Im September soll die Fraktion über die Zukunft von Jens Spahn entscheiden. (Foto: picture alliance / Chris Emil Janßen)

Kehrt Jens Spahn aus der Sommerpause des Bundestags auch wieder als Unionsfraktionschef zurück? Mit seinem Ehemann bekommt er in den USA ein Kind per Leihmutterschaft. Das ist nicht illegal, aber die CDU lehnt so etwas strikt ab. In der Partei regt sich deshalb Unmut.

Privat im Glück, politisch unter Druck: Für Jens Spahn wackelt der Posten des Unionsfraktionsvorsitzenden, nachdem er und sein Mann die Hilfe einer Leihmutter in den USA in Anspruch genommen haben. Nach ersten Rücktrittsforderungen aus der CDU legte Spahn seine Zukunft als Fraktionschef in die Hände der Unions-Abgeordneten.

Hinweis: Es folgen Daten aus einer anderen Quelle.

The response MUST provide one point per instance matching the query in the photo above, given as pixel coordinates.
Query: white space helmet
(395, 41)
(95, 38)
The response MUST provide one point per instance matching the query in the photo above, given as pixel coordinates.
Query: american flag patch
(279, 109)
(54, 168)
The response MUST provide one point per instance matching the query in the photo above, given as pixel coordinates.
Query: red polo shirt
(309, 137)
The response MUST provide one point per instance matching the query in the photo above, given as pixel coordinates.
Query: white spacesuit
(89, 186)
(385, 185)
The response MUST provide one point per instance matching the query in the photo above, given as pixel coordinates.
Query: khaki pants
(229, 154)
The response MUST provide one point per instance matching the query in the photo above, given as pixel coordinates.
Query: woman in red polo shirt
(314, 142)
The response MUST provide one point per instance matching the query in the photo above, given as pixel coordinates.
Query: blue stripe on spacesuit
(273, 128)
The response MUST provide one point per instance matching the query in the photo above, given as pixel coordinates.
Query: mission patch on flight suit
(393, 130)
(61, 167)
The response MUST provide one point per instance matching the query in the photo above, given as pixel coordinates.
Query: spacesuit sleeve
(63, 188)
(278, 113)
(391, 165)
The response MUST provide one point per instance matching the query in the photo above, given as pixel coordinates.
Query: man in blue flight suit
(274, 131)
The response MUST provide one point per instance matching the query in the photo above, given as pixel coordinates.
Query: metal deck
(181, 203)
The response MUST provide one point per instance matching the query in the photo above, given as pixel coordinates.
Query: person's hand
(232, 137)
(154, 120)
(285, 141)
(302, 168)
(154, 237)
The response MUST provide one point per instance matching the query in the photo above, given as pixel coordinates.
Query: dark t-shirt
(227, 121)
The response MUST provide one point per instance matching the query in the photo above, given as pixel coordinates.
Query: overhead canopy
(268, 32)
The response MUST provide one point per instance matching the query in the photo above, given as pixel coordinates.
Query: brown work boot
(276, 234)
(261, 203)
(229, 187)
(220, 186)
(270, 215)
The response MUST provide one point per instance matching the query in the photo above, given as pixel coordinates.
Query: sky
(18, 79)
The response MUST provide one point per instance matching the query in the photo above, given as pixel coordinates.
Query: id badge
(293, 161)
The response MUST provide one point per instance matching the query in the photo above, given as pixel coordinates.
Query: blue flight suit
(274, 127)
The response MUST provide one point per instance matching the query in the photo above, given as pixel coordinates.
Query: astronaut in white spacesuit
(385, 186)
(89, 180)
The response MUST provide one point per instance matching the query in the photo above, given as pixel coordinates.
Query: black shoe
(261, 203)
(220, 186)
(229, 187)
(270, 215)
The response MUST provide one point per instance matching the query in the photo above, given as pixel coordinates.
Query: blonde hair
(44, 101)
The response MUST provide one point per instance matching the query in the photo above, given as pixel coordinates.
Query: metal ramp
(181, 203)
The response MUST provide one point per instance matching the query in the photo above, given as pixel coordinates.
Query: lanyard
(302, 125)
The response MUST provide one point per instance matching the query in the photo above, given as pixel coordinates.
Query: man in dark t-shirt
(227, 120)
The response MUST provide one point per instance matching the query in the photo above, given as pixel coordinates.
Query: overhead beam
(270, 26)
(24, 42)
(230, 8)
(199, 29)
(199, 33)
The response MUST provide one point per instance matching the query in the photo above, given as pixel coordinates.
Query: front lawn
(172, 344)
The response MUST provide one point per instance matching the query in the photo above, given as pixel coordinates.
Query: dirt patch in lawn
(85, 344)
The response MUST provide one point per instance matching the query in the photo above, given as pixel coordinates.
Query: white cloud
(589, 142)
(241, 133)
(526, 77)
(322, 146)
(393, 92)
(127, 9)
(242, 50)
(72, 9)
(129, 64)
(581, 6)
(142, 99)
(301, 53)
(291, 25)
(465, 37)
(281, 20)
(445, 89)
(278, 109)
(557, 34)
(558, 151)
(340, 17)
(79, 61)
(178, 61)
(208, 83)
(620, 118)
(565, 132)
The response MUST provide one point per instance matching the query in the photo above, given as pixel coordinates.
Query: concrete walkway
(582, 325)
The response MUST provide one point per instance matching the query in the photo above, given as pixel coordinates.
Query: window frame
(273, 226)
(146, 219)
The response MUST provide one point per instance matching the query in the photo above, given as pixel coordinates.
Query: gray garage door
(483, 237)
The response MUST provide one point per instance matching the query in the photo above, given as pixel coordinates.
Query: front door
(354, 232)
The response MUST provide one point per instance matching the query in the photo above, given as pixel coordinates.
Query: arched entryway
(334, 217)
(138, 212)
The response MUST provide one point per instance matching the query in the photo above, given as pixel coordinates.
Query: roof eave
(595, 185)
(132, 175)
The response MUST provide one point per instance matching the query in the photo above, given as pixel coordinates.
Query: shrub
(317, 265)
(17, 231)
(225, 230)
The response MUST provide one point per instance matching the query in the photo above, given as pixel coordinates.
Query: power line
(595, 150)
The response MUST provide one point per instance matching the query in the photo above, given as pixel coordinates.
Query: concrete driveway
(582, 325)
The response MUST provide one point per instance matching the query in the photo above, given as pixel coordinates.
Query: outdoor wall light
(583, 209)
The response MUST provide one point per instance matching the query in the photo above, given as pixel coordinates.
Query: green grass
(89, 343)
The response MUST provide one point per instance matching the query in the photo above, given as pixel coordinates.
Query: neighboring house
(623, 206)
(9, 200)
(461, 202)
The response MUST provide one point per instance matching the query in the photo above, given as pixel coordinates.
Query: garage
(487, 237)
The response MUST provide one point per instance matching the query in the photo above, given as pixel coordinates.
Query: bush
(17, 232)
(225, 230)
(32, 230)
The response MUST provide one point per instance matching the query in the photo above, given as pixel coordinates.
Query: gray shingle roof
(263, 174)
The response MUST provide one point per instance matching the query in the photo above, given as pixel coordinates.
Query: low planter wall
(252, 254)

Bundeskanzler Friedrich Merz kündigte an, dass sich auch die CDU-Spitze mit dem Thema befassen werde.

Verschiedenste kleinere CDU-Verbände haben sich bereits geäußert. Die CDU Mannheim erklärte etwa, Spahn könne „nicht für Regeln und Werte eintreten und gleichzeitig persönlich eine Möglichkeit nutzen, die seine Partei und der deutsche Gesetzgeber aus guten Gründen ablehnen. Das beschädigt die Glaubwürdigkeit der Union erheblich.“ Zuvor hatte auch die CDU-Mecklenburg-Vorpommern den Rücktritt gefordert.

Auch die Frauenunion in Sachsen-Anhalt legte Spahn nahe, sein Amt niederzulegen. „Herr Spahn sollte sich überlegen, ob er seine exponierte Position in der Partei nicht besser jemand anderem überlässt“, sagte die Vorsitzende Christiane Diehl dem „Spiegel“. Zwar respektiere sie die persönliche Lebenssituation, warnte aber: „Dieses Vorgehen hat Auswirkungen auf die Glaubwürdigkeit der gesamten Partei“ und sei ein Problem im Wahlkampf. In Sachsen-Anhalt wird am 6. September ein neuer Landtag gewählt.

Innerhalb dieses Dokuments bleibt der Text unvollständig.